More could be said in appreciation of the content of these lectures, but their context is so helpful to those of us who are called to preach amidst cultural turbulence. No one could feasibly claim that the challenges of recent years in Western Europe (and in the territories beyond) equate with what the Second World War brought to bear on society, communities and individuals. The manifestation of militant Islam, the social upheavals of shock election results, the constitutional issues faced by referenda, the economic slippage which continues to plague the public and private sector are the mere inconvenience of a common cold when set against the rabid destruction of cities and security at the hands of Hitler and his military.
Reasoning from the greater to the lesser, we can see that our calling is not to take a merely therapeutic approach to those who hear us and who are beset by the slings and arrows of outrageous fortune, but to speak a biblically nuanced anthropology and soteriology to them at the very moment of their crisis. Our world is systematically dismantling the ‘triggers’ which might cause people personal or civil discomfort, but we must have the resolve to fasten those very triggers and allow God’s view of the world to be made known. If we merely comfort the concerns of the human heart without addressing the condition of the human heart, then we have become Jungian counsellors rather than heralds, muted accompanists rather than soloists who sound the full tonal range of the gospel to our world.

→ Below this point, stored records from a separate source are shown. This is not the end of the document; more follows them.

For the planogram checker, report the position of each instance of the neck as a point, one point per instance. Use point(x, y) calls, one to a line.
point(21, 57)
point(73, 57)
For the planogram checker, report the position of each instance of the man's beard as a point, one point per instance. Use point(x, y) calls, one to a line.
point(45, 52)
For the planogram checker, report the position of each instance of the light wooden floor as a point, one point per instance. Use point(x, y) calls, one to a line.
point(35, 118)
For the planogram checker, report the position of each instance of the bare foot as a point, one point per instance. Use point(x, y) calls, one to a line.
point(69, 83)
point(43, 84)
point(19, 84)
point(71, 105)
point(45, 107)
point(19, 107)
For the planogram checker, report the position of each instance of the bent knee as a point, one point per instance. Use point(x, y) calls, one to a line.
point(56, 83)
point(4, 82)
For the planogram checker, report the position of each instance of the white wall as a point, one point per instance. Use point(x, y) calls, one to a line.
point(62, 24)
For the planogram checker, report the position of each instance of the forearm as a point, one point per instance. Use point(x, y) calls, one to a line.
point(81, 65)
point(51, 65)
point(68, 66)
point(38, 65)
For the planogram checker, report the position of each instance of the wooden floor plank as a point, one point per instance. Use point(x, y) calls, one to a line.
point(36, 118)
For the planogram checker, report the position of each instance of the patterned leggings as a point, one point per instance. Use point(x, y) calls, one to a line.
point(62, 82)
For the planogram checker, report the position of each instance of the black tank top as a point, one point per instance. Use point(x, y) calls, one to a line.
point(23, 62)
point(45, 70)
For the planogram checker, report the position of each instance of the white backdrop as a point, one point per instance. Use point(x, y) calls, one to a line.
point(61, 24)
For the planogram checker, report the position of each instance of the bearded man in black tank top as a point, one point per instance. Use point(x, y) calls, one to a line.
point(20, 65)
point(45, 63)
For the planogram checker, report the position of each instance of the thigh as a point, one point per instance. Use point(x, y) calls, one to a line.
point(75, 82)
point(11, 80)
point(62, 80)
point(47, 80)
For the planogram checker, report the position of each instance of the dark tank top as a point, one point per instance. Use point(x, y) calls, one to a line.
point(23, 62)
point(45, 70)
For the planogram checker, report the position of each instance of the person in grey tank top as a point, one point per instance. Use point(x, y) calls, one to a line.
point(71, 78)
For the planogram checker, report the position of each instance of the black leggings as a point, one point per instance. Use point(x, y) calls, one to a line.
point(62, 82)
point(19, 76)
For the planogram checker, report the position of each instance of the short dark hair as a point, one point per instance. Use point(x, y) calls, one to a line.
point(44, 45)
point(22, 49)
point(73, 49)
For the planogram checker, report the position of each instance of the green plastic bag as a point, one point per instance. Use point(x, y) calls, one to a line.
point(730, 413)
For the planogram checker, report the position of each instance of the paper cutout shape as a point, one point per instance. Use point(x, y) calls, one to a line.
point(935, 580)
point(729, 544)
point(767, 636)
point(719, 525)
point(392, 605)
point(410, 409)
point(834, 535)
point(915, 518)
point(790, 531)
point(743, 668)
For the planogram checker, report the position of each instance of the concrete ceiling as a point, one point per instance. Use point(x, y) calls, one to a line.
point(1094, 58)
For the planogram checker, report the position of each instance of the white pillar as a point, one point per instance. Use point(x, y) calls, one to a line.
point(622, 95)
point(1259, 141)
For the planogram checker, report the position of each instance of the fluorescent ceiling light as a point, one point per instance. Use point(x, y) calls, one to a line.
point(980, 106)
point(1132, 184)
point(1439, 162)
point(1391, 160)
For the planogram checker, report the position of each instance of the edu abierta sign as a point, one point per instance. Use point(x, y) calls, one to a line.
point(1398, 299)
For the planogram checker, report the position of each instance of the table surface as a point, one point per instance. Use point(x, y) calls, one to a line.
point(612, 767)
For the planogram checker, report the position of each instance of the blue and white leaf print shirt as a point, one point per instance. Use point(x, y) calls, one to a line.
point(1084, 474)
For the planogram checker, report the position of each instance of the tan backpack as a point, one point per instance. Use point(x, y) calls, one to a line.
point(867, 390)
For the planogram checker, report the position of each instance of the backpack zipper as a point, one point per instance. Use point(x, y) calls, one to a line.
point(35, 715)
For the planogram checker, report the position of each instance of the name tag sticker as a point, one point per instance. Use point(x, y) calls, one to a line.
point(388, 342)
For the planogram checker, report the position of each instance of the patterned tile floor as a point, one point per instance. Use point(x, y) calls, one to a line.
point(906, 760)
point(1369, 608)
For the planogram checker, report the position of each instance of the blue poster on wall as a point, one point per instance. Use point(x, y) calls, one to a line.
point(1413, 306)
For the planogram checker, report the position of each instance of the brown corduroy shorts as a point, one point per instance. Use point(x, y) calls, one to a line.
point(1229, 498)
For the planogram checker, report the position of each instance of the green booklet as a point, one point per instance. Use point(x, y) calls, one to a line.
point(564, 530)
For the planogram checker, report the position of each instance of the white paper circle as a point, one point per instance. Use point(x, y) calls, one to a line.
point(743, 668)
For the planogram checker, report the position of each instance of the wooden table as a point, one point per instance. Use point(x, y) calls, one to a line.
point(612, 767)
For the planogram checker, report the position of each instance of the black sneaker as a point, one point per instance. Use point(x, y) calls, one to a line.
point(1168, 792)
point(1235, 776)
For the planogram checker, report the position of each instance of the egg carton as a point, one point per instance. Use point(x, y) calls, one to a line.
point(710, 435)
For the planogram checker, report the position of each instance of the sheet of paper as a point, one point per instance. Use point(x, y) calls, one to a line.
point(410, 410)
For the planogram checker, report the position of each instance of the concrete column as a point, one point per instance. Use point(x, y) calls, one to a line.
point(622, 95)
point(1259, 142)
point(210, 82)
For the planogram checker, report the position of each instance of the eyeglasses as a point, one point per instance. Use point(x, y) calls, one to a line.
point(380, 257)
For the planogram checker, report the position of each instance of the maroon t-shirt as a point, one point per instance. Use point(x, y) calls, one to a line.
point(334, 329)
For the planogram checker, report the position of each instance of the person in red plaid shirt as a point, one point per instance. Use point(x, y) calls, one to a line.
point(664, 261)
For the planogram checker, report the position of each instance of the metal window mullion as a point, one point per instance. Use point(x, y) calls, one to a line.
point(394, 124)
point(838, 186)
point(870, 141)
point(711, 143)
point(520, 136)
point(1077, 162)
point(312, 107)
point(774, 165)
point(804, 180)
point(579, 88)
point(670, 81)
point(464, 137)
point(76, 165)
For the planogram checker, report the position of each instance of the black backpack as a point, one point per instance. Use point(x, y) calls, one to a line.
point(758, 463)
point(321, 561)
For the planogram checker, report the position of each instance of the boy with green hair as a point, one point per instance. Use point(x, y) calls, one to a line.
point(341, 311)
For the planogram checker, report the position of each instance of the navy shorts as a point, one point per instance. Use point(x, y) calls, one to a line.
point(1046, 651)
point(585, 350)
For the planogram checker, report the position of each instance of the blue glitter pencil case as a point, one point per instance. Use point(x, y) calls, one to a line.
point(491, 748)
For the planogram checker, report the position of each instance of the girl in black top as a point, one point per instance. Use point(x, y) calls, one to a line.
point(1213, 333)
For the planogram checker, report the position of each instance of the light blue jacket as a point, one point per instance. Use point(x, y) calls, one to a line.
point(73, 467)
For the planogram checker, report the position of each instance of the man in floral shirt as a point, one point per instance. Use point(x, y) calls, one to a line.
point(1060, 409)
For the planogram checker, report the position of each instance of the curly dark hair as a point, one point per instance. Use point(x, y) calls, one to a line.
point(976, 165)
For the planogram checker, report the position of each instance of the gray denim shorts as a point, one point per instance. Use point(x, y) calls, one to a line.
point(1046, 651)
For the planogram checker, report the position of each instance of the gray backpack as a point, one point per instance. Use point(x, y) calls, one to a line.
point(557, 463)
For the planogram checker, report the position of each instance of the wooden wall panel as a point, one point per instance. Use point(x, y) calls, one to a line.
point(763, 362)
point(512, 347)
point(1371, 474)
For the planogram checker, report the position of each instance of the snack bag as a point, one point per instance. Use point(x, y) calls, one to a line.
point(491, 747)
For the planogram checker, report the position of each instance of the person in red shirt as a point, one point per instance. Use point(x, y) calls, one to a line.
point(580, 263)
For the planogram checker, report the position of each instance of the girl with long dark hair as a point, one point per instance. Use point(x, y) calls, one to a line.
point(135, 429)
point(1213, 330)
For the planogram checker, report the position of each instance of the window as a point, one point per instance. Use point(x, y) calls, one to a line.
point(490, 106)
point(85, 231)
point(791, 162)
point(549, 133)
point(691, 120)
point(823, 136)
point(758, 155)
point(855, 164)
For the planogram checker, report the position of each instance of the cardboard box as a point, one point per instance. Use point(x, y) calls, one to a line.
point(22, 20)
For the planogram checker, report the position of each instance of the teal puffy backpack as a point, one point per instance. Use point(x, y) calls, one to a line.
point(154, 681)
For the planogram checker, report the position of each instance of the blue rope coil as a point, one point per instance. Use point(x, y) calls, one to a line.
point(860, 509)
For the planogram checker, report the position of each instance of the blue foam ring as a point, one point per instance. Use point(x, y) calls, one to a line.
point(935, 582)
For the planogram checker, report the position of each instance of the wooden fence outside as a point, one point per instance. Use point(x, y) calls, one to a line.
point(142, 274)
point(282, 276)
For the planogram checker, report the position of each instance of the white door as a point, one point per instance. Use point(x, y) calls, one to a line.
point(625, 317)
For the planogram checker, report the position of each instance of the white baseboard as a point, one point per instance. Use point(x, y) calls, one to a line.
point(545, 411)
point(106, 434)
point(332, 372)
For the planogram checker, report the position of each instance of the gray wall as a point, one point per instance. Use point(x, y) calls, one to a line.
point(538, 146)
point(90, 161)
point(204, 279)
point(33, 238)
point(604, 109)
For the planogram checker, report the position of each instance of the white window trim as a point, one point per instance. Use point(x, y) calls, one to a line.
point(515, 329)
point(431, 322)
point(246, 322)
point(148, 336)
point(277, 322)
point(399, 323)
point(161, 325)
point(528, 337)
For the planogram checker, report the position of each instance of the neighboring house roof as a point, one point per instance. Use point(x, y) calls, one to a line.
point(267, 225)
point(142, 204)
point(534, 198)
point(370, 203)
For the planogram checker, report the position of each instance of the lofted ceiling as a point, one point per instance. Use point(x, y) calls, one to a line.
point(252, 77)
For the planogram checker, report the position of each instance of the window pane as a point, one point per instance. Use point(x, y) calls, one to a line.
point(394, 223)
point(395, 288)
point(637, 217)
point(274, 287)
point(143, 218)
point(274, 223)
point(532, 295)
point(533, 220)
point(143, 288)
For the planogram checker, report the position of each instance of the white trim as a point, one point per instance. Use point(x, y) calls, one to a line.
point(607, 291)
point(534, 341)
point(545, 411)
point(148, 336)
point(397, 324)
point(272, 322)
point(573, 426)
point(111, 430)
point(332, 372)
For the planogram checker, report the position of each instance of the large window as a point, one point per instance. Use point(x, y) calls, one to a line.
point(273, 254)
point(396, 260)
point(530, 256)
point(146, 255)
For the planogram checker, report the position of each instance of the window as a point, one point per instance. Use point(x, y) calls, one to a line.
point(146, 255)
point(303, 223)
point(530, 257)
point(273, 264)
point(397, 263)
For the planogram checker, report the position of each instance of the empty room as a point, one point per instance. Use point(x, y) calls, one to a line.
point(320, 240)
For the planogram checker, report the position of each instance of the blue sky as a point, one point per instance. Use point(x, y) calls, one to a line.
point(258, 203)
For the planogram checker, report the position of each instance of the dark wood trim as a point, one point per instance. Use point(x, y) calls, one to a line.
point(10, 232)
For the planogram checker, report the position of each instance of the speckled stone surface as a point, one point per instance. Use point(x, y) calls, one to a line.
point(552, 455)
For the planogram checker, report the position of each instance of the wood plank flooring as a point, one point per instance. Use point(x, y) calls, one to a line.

Sin is still sin and the departure from God that Romans 1 so painfully diagnoses is still at the very core of the human problem. We must of course know when to soothe with Psalms and the sweeter sounds of sovereignty, but we likewise must blast the trumpet and address the souls of those who need awakened from the stupor of materialism, hyper-sensitivity to any form of confrontation, and a paradoxical inoculation against the real danger that they face before a holy God. In the absence of a widely heard or widely held gospel in the United Kingdom, for instance, men and women will embrace the downward spiral that Romans 1 so fearfully portrays. Already we have replaced holiness with psychological wholeness, the Final Judgement with ecological cataclysm, purity with a burgeoning dietary asceticism which can cleanse the body but not the soul, and a corresponding distortion of heaven with a dystopian utopia of shared (and strictly enforced) ‘human’ values.
Our preaching should be seasoned with salt and offered with love, but it also needs to say the difficult things that Paul writes to the Romans, and that Lloyd-Jones spoke into the wreckage of a bombed out Britain. This will lead to difficulty, but such an experience has always been the stablemate of gospel fidelity, and the discomfort which telling God’s truth in such circumstances will bring is not to be compared to the cost which would attend a resort to smooth words and rounded gospel edges. The last word on this can be safely left with Lloyd-Jones himself,
“We must deal with the present position as it is. But the way in which we do so is of vital importance. And that is why I say that we must be prepared to ‘be cruel to be kind.’ If we are anxious to help and to speak the redeeming word, we must first of all probe the wound and reveal the trouble. That cannot be done without giving rise to pain and perhaps also to offence. And that, in turn, will lead to our being unpopular and disliked in a sense that can never be true of us if we are merely soothing the world, or else more or less ignoring it entirely, whilst we enjoy our own religion.”